By Vanessa Buschschlüter, Latin America online editor
At 5.45 am on 17 June, a presumed 39‑year‑old leader of Ecuador’s Los Águilas gang – Carlos Alberto Suástegui Villanueva – was shot dead as he walked away from the arrivals hall of José Joaquín de Olmedo International Airport in Guayaquil.
Security footage released by police shows two young men waiting outside the terminal, holding stuffed toys and flowers. One of them pulls a rifle from behind a teddy bear and pulls the trigger, firing a point‑blank shot that kills the suspect. The second man later runs away, after firing another shot at the victim.
Authorities have detained two teenagers in connection with the attack. The incident comes amid a wave of gang violence that has prompted President Daniel Noboa to declare a state of emergency covering ten provinces, including the Guayas region where the attack occurred.
Los Águilas, categorized as a “terrorist organisation” in 2024, has been linked to extensive drug trafficking and extortion.

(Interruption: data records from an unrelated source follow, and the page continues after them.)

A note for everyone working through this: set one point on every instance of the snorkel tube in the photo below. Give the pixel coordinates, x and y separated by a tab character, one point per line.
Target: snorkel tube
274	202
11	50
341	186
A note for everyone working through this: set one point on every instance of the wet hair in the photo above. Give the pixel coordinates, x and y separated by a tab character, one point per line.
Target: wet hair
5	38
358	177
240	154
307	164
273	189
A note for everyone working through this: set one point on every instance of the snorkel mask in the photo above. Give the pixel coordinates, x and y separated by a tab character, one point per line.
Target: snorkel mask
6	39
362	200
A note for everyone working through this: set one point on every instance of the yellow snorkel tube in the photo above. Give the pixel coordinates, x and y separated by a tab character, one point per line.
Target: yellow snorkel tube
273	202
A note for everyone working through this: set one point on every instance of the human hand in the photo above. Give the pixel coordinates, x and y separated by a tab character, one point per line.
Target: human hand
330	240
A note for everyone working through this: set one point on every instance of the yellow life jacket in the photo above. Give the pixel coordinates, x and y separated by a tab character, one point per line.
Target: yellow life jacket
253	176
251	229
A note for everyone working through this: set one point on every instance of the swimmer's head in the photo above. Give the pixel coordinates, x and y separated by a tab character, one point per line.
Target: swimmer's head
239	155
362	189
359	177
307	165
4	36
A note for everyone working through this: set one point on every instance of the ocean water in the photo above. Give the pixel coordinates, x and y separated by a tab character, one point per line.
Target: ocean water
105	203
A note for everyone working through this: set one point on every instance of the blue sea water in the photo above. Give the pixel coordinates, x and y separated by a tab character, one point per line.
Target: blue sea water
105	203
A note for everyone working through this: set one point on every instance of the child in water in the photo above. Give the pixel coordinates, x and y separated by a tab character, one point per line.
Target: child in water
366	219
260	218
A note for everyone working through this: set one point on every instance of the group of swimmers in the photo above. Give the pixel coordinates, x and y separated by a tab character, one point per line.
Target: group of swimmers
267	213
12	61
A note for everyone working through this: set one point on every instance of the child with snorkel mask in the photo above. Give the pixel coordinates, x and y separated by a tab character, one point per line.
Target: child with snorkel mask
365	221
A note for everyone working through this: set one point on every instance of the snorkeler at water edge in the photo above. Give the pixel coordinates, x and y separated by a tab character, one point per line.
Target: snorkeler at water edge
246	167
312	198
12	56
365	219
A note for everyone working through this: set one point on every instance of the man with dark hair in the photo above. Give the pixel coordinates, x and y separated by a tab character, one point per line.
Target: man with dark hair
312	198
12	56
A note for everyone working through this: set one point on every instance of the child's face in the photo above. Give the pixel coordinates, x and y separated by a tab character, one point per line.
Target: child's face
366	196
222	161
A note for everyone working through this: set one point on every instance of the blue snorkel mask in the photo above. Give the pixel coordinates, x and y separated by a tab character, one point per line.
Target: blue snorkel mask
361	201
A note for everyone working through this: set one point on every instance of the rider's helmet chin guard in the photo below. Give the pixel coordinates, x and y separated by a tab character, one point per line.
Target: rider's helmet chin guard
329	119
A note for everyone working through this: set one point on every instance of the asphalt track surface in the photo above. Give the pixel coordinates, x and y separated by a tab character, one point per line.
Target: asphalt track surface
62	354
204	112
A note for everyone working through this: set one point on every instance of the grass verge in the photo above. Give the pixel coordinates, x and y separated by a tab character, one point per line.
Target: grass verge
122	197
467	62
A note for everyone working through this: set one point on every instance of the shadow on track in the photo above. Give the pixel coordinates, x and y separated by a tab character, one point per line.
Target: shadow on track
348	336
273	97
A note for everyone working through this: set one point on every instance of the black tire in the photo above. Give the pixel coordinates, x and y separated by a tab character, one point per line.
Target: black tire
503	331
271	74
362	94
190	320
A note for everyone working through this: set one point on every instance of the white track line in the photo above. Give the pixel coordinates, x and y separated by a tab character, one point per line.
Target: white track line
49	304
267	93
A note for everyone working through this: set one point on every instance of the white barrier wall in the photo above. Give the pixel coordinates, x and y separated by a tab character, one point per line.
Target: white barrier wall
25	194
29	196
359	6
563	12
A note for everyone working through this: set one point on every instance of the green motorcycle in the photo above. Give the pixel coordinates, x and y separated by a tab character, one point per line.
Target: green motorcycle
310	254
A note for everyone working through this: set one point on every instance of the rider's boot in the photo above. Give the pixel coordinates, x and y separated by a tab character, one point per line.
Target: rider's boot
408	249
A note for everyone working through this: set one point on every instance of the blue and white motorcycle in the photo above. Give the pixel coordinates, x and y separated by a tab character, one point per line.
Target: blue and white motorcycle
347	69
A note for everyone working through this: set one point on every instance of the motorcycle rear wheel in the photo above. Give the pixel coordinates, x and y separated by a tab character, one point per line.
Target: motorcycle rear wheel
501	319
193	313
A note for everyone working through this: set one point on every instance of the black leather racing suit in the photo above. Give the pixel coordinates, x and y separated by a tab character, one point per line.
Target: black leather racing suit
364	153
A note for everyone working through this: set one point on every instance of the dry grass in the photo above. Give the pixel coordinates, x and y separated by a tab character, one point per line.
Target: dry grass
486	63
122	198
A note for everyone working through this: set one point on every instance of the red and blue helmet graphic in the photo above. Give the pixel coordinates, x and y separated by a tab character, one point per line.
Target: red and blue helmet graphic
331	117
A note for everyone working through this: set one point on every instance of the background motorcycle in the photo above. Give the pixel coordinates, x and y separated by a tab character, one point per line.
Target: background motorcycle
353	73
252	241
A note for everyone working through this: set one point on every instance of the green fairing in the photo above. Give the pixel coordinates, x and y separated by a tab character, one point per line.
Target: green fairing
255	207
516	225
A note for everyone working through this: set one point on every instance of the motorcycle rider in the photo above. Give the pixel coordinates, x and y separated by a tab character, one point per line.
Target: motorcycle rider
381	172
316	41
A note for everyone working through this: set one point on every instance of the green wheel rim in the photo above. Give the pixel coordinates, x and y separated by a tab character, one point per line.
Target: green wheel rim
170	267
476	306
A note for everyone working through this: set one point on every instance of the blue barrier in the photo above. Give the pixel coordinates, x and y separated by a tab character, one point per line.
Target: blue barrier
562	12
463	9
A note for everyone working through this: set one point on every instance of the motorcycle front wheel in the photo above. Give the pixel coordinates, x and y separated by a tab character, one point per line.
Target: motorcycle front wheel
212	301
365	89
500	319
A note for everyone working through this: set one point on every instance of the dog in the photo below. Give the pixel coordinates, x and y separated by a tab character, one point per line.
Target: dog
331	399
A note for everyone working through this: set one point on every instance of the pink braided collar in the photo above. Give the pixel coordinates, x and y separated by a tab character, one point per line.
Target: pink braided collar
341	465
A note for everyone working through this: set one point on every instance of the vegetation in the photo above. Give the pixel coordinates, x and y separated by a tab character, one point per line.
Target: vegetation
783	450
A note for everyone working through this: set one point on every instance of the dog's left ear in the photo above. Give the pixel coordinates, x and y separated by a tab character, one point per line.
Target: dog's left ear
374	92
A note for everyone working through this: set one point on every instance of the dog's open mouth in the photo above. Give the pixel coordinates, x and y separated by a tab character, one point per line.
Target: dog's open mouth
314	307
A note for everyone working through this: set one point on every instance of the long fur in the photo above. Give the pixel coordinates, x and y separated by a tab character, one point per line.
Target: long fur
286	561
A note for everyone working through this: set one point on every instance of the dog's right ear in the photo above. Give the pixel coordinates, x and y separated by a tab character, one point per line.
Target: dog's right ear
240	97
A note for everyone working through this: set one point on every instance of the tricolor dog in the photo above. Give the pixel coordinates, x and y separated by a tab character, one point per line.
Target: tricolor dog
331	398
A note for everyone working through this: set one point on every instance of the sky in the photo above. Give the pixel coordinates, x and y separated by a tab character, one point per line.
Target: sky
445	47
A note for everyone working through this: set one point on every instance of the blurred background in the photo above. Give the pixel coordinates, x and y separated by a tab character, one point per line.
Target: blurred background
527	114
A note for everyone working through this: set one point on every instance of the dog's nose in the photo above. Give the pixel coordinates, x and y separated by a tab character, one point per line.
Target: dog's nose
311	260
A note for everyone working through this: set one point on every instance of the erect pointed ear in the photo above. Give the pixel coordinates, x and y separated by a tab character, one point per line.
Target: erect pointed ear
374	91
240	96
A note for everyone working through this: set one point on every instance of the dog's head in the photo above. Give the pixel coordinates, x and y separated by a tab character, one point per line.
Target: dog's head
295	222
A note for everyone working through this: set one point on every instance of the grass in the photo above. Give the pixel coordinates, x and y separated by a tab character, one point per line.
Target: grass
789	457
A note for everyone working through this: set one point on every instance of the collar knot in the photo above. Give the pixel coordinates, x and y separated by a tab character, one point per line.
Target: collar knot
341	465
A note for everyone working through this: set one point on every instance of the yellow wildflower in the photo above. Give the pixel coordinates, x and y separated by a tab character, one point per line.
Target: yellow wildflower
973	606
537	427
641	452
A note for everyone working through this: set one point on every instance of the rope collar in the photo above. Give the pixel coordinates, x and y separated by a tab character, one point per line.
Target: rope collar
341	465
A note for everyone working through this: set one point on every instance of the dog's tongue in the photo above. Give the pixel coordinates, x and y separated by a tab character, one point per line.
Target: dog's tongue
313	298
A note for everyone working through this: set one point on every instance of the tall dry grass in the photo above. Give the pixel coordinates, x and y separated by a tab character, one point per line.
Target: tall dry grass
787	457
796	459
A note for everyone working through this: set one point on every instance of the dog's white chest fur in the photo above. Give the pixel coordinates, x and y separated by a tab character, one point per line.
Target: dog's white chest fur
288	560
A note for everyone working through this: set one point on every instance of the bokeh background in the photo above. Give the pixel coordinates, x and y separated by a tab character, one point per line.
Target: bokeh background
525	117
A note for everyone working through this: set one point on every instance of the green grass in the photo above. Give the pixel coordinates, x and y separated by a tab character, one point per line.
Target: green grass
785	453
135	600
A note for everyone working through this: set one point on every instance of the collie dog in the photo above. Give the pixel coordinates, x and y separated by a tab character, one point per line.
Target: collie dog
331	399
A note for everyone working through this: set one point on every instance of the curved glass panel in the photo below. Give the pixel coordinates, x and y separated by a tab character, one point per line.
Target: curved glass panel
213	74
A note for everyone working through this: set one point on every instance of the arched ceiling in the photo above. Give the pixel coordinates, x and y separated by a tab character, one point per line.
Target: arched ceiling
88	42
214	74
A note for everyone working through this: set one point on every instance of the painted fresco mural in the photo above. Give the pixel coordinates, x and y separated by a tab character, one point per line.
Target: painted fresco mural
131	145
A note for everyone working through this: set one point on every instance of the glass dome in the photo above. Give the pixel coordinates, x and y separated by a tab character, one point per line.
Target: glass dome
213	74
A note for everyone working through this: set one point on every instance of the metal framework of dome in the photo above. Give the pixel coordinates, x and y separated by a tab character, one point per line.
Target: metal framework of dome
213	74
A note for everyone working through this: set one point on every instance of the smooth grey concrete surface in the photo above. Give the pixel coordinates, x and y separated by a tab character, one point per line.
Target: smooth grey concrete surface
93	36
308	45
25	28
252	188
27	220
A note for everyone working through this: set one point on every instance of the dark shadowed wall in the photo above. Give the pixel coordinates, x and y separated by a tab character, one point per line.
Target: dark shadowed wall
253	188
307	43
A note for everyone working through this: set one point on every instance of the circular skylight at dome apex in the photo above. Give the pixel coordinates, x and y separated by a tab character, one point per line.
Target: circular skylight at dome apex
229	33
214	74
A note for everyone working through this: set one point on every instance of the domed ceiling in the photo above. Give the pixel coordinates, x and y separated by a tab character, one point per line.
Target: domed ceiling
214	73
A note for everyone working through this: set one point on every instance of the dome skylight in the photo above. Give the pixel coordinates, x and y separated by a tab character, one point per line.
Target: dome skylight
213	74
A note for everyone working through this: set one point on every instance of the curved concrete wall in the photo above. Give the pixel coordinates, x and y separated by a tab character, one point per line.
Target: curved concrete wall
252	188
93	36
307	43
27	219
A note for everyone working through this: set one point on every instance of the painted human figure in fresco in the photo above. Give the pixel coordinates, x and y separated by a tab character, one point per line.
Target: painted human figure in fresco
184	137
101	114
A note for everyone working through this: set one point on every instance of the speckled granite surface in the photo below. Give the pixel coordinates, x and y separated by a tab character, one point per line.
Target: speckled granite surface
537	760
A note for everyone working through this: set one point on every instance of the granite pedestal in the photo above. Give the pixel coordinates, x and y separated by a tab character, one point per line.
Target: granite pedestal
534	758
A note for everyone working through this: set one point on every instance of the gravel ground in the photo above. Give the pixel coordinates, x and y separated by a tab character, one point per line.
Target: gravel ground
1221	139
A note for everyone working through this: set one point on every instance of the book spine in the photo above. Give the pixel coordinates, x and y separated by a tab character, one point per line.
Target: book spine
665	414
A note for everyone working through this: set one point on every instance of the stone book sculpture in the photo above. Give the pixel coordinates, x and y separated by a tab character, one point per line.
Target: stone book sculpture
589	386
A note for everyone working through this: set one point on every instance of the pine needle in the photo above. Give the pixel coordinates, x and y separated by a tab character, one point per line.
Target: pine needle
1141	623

The group is among several that have turned Ecuador into one of the Western Hemisphere’s highest murder‑rate spots, affecting especially Guayaquil.
The airport’s arrivals hall was locked for over two hours while forensic teams and police investigated the scene. A bystander was wounded, and a man was filmed pulling a suitcase and collapsing on the floor as shots rang out.
President Noboa’s emergency decree grants security forces expanded powers, such as warrantless searches when reasonable grounds exist. Still, the country’s murder rate peaked in 2025, underscoring the limited impact of these measures.
Ecuador sits between Colombia and Peru, the world’s largest coca‑producing nations, and serves as a key corridor for cocaine smuggling to the United States and Europe. The brutal airport shooting further illustrates the violence that threatens this critical trade route.